Comme la majorité des Canadiens, l’industrie de l’assurance vit dans la crainte d’une pandémie de grippe aviaire, qui affecterait tant leur solidité financière que la continuité de leurs affaires. Devant la menace, les autorités canadiennes régissant les institutions financières viennent de réclamer des scénarios d’intervention en cas de crise aux dirigeants d’entreprises.L’éventuelle propagation d’une pandémie de grippe aviaire, aussi appelée influenza ou virus H5N1, inquiète au plus haut point les assureurs de personnes présents au Canada, puisque cette industrie serait parmi les plus touchées en cas de pandémie.

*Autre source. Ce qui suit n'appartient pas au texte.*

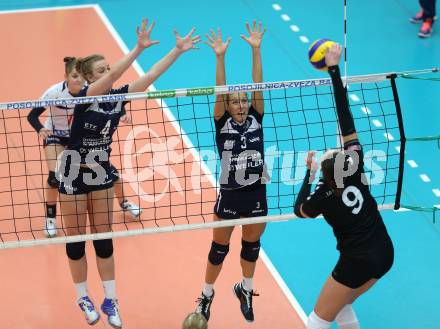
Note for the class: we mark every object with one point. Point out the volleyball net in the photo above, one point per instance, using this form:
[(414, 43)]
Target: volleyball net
[(170, 165)]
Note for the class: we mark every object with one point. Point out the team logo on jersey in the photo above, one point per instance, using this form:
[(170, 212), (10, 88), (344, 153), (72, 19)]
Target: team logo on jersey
[(229, 144)]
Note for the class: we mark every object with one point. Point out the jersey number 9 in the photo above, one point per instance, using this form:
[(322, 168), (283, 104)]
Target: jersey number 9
[(352, 197)]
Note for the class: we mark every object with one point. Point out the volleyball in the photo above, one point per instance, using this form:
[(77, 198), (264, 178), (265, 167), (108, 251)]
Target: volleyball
[(195, 321), (317, 53)]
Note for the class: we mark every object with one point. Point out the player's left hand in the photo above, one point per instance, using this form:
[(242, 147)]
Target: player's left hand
[(255, 34), (188, 41)]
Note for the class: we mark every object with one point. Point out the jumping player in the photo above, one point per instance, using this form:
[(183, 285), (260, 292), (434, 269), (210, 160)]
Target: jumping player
[(343, 198)]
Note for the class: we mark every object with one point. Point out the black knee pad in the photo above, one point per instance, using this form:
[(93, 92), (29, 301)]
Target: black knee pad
[(250, 250), (52, 180), (114, 174), (218, 253), (76, 250), (103, 248)]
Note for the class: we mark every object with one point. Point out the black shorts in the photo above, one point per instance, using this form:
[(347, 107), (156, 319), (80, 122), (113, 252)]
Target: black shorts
[(353, 270), (56, 140), (86, 181), (246, 202)]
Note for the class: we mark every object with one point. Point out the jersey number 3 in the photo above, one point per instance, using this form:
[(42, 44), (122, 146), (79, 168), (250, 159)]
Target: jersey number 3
[(352, 197), (105, 131)]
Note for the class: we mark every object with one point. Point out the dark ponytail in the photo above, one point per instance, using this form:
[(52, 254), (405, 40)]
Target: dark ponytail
[(84, 65), (69, 64)]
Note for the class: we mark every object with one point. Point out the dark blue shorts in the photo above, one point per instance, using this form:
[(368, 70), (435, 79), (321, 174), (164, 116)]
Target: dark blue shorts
[(78, 180), (114, 173), (249, 201), (55, 140)]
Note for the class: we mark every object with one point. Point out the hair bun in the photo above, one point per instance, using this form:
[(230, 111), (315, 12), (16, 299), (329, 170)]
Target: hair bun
[(68, 59)]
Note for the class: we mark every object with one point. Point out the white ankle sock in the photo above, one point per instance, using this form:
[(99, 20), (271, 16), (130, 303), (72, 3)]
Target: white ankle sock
[(109, 289), (81, 289), (208, 289)]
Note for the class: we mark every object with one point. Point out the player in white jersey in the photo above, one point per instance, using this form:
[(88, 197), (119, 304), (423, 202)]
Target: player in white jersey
[(55, 134), (86, 189)]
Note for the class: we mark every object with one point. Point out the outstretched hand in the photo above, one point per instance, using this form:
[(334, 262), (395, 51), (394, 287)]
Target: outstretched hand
[(215, 41), (188, 41), (144, 34), (255, 34), (333, 55)]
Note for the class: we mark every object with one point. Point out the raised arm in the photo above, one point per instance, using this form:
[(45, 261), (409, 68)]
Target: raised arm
[(254, 40), (306, 187), (216, 43), (182, 45), (105, 83), (345, 118)]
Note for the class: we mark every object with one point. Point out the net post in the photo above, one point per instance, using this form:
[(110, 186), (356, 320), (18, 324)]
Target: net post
[(392, 78)]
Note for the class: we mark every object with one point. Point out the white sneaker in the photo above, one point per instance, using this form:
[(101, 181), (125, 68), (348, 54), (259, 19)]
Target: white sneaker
[(50, 230), (110, 308), (132, 208), (86, 305)]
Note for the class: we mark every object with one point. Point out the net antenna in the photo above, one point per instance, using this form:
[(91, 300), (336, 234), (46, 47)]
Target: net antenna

Dans l’industrie, les compagnies mettent régulièrement à jour divers scénarios de risque en cas de bond soudain de la mortalité en cas de sinistre majeur tel un tremblement de terre, un ouragan et maintenant… une grippe!
Plus encore. Les assureurs seraient doublement frappés en cas de pandémie car un tel sinistre peut aussi menacer la continuité des affaires en immobilisant leurs employés.
Même si cette menace rôde surtout en Asie, le risque d’une pandémie fait maintenant partie des scénarios de risques « catastrophes» de Cooperators Vie, Financière Manuvie, Financière Sun Life et Great-West.
De plus, ces assureurs ont fait approuver leur plan d’urgence pour la continuité des affaires par leurs conseils d’administration respectifs.
D’autres joueurs, comme le Groupe Financier Empire, et le Mouvement Desjardins, assurent pour leur part travailler d’arrache-pied à inclure le risque de pandémie dans leurs plans d’urgence pour la continuité des affaires. Ils entrevoient compléter l’exercice prochainement, mais ne peuvent fixer d’échéance précise.
Le BSIF demande des comptes
Les autorités canadiennes s’inquiètent aussi. Chez les institutions financières, le Bureau du surintendant des services financiers (BSIF) demande des comptes aux divers secteurs qu’elle supervise.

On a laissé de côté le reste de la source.